The Goods and Service Tax (GST) bill on Thursday, finally became a law with the Indian President Pranab Mukherjee’s signature following clearance by 15 states in the country. Earlier in august, the GST bill was unanimously passed in both the Rajya sabha and Lok Sabha. The implementation of GST is likely to be discussed in the winter session fo the parliament. Though, it seems that the implementation would happen much sooner than the expected April 1, 2017, date. When implemented, the GST will be the biggest economic reform in the country since 1991.

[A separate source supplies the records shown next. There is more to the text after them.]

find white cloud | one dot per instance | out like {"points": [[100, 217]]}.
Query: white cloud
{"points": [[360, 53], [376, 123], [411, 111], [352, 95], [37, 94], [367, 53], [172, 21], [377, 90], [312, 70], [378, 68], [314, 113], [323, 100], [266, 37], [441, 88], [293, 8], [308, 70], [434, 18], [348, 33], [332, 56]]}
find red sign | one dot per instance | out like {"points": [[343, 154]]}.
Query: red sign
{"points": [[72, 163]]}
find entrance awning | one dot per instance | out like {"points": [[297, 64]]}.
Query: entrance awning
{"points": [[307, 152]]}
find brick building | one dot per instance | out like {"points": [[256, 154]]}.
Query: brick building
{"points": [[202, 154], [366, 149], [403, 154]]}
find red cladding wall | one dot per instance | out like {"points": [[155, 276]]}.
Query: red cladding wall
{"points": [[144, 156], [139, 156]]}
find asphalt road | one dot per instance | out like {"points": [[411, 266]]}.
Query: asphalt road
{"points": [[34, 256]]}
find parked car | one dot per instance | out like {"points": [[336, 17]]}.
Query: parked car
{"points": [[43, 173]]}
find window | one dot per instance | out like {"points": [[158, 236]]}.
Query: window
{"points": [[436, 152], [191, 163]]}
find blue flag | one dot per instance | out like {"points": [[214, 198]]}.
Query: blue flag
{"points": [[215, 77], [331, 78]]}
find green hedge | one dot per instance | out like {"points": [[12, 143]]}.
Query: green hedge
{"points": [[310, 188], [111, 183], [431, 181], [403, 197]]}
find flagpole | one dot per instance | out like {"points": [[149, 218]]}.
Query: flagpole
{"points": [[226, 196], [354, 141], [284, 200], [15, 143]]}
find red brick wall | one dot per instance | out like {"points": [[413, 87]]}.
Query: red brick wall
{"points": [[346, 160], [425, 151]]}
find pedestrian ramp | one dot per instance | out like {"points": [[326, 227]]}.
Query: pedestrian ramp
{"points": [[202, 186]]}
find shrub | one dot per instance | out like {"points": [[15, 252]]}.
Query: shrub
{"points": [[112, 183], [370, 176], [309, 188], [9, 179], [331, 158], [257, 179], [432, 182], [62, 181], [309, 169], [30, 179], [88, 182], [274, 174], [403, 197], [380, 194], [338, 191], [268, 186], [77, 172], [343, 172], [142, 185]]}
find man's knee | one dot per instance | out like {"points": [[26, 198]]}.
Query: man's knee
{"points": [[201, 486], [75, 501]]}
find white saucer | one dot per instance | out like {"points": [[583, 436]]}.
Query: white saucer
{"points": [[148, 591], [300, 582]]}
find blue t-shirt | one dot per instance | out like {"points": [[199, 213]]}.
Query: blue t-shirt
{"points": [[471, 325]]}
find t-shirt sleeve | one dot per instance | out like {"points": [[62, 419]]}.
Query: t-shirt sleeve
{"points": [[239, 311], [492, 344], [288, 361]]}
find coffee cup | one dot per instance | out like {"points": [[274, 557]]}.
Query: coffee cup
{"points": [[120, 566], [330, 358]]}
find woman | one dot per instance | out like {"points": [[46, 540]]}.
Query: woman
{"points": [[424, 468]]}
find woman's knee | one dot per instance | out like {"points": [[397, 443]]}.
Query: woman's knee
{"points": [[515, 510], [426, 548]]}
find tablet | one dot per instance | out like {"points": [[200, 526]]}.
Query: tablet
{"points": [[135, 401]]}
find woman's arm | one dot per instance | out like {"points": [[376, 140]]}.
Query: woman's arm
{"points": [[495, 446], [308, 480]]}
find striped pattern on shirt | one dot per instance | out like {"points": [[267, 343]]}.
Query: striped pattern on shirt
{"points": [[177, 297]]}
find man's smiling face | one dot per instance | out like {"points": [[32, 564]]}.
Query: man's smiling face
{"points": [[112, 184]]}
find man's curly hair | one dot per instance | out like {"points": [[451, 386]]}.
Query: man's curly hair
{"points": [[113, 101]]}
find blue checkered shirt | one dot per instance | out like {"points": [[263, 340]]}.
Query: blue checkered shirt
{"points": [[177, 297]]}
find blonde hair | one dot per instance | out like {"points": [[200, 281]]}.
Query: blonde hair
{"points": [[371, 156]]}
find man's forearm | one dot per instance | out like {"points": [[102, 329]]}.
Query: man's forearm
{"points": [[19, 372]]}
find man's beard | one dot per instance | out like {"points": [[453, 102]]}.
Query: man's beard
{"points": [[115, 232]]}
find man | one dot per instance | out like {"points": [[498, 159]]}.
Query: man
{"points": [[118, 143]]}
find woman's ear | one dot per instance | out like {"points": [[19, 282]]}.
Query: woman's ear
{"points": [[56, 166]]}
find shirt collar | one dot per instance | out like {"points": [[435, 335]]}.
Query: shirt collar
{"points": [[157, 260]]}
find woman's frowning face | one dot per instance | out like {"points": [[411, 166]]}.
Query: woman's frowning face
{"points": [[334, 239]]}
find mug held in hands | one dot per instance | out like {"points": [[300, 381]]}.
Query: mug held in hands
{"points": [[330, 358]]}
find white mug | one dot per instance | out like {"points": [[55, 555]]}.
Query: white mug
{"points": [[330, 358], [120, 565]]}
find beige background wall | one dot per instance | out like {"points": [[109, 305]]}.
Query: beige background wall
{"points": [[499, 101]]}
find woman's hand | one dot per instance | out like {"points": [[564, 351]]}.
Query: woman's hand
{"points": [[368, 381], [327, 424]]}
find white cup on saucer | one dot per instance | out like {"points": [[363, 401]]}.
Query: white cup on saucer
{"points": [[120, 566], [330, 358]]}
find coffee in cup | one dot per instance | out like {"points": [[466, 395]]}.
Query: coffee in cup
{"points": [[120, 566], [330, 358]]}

The new tax regime would imply the implementation of a uniform tax rate throughout the country. This would open up new geographical zones and opportunities of many businesses. The state governments, though, were initially wary of the tax reform stating that the state would have to face heavy losses in revenues. The central government had then promised that it would pay the states for the loss of revenues for 5 years.
Many countries in the world have implemented this type of tax system for a long time now. While, the reform initially faced protests in a few nations, their economies gradually warmed up to it. The federation of Indian Chambers of Commerce and Industry (FICCI) had earlier told the finance ministers of the states that the new tax regime can only be implemented after a bare minimum time period of 6 months after the adaptation of the law by the GST Council. It had also suggested that the merit rate should be lower and the standard rate must be set at a reasonable price to check inflation.